Again thanks to so many of your prayers and the hard work of the MAF shipping department in Nampa, Idaho, our household shipment arrived in Nyankunde only three days after we did. Everything was in tact except for one action packer’s handles, two canning jars, and the food processor handle. Very good overall =)
We spent about a week unpacking the shipment and I had a lot of fun watching Ashley open the surprise kitchen box that I had packed a year and a half ago. The big surprise was a new huge pressure canner that she had really wanted when we were packing the shipment. I told her it was too expensive and then secretively bought it for her later. I had a hard time keeping a secret all the way through language school especially when she bought two parts for the old canner that I had taken out and left in the USA!!
This is the view from our front porch every morning
Throughout our first few weeks here we have an orientation schedule and meet with the other two families here at the moment to talk about different subjects like finances, sanitation with water and food, using the HF radio for communication between houses, shopping locally in the markets, employing house helpers, dealing with malaria, and much more.

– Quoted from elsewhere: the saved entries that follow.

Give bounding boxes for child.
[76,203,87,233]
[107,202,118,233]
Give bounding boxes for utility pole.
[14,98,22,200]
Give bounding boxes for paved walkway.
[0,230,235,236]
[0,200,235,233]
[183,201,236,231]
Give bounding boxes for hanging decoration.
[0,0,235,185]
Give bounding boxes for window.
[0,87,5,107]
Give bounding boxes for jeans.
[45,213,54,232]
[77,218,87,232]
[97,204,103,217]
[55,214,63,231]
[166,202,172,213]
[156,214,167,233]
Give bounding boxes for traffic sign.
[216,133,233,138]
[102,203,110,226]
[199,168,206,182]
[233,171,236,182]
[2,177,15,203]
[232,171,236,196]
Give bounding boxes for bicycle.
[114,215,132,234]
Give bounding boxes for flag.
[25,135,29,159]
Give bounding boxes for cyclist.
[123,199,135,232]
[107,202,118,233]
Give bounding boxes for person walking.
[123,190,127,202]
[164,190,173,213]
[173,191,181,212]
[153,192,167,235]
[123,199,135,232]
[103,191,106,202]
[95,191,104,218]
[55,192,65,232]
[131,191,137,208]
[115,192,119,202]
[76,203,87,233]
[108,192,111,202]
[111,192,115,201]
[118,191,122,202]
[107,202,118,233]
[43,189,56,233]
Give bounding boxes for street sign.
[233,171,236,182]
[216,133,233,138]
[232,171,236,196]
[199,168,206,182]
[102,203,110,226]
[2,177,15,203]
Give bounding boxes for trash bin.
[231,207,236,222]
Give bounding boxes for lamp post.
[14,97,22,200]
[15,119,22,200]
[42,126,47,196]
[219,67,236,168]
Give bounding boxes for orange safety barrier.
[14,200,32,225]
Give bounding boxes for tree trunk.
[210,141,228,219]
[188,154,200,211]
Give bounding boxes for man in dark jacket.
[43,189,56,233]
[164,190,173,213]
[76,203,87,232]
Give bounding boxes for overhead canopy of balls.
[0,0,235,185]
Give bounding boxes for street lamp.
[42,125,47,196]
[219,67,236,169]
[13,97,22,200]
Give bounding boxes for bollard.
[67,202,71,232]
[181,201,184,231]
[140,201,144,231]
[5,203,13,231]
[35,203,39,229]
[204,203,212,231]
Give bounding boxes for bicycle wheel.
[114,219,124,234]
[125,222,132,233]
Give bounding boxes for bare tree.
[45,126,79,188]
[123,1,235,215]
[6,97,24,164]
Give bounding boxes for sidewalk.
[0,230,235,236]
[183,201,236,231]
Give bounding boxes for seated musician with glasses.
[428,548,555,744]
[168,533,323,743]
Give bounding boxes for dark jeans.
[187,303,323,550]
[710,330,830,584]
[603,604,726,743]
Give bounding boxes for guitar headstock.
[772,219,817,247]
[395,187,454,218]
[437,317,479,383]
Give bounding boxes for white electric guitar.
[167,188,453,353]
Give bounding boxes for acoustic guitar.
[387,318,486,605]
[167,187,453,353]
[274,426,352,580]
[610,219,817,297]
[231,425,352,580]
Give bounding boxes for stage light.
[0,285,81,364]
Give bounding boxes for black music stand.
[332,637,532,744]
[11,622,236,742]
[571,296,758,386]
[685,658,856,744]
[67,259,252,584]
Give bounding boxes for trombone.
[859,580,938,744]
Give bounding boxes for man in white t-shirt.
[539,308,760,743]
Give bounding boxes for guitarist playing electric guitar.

Ashley and I have both gone to the weekly market now which is each Saturday and alternates between being in Nyankunde and the neighboring town. Last Saturday I bought meat for the first time at the market which was fun and a true return to my roots as a missionary kid in Burkina Faso further north and west in Africa. To get pork and beef you go up to the butcher’s stall in the market and point to which part of the hanging quartered animal you would like to have. He then whacks it off the carcass using a machete (large long knife used for anything from gardening or cutting down trees to cooking) and gives it to you in a tied off plastic shopping bag. Then when I got home I spent an hour cutting the meat off the bones, trimming the tendons and fascia out, and putting the meat into ziplocks for the freezer. With the pork we ran it through our meat grinder attachment for the kitchenaid mixer we brought and made it into three different kinds of imitation Jimmy Dean sausage using recipes off the internet. My biscuits and gravy on Sunday morning were a long journey from the hanging pig in the market. All in the fun though =)
We went to church the first Sunday at the local small Swahili speaking church. It was great and the music was beautiful although we didn’t have much of an idea of what was going on =)
Well, before this post gets too long I will stop here and leave something for a couple weeks from now. Thank you so much to each of you who have stood with us in prayer and support through the last nine years of training starting back in 2006 at Moody Aviation in Spokane, Washington. It is only by God’s grace and your support that we have made it here to Nyankunde, DRC. May God bless you and excite you now for what He is going to do through us and through the continued work of MAF in eastern Congo.